Le 11 Thermidor an VI, ces biens d’émigré passent à une communauté de trois membres qui la revendent, le 8 février 1798, à Pierre Antoine Dupin avec la réserve d’un des vendeurs, Jacob Neff, aurait le quart des matériaux des ruines. C’est à moment que toutes la partie nord a été démolie. Actuellement les ruines sont classées monument historique et appartiennent à l’Etat de Genève.

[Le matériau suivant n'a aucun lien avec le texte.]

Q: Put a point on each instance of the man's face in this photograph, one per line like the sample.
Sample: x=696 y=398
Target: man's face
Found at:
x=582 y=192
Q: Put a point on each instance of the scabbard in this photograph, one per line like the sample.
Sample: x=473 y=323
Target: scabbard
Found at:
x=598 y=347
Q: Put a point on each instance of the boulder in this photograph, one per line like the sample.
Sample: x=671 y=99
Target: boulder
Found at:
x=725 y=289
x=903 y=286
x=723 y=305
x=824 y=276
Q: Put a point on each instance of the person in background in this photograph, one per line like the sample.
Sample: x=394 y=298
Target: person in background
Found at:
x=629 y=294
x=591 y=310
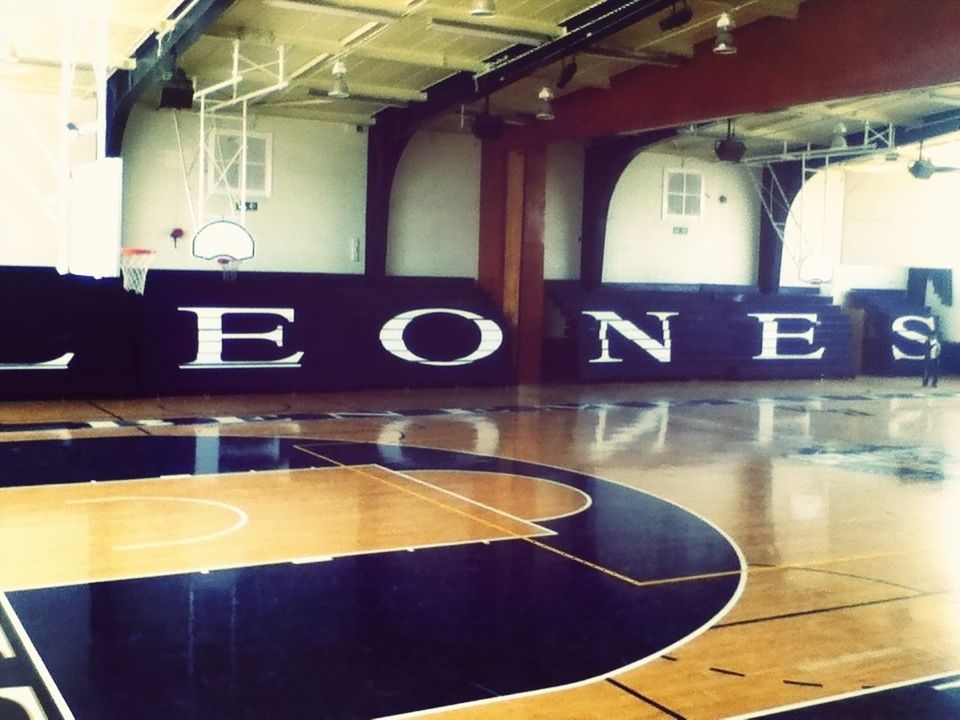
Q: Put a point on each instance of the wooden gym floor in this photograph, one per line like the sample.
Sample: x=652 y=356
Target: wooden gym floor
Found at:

On ne sait rien de l’origine des noms de Souveyron et Roillebot. Souveyron pourrait, d’après Foras, venir de Sous-Voirons, mais c’est bien problématique. Roillebot viendrait de l’usage féodal des manants qui devaient “roiller”, soit taper avec des bâtons sur les grenouilles ou “bots” des marais pour les faire taire, étymologie aussi très douteuse.

Description Archéologique

La Bâtie est un exemple typique des châteaux réguliers construits au début du XIVe siècle dans notre région. Ce “château d’eau”, entouré de ses doubles fossés, était une place remarquablement bien défendue, destinée, non pas à l’habitation d’un seigneur, mais à servir de point d’appui à une garnison devant protéger le pays. Roillebot forme un quadrilatère de 49 mètres sur 36 mètres avec des tours circulaires à chaque angle. Seule la tour sud-ouest est encore assez bien conservée. Elle mesure 8 m. 60 de diamètre, épaisseur des murs 2 m. 25, entièrement parementée avec des classes, comme toutes les courtines. Le plan minute de 1812 indique des digues intérieures du château, soit une allée centrale avec des bâtiments latéraux d’habitation avec les dépendances. Le terre-plein du château est élevé de plusieurs mètres au-dessus du marais et des fossées. L’entrée était surmontée d’une défense ou échauguette carrée en maçonnerie, encore visible au moment où Blavignac décrit le château. Malgré des fouilles faites de 1838-39, on n’a rien retrouvé d’important. Les murs de courtine devaient avoir 8 à 10 mètres de hauteur et être surmontés de galeries ou hourds en vois. L’opinion que ce château n’a jamais été terminé ne se justifie en aucune manière. On voyait à Meinier, au début du siècle passé, soit en 1847, des fragments de fenêtres avec accolades et un dessus de porte avec le monogramme IHS, provenant des démolitions, indiquant que les bâtiments d’habitation présentaient une architecture soignée (dessin de Lullin).

Une des dispositions les plus intéressantes concerne les doubles fossés. Le fossé extérieur, alimenté par les eaux du marais, était en relation avec le fossé intérieur par deux ouvertures qui encerclaient le terre-plein en face de l’entrée, au débouché des deux ponts-levis. On avait conçu le chemin d’accès de telle manière que l’assaillant était obligé de faire par deux fois une marche de flanc avant d’arriver devant la porte d’entrée. Le château de Roillebot, planté au milieu des marais, montre un type accompli de forteresse entourée d’eau, parfaitement bien comprise au point de vue des défenses et des flanquements.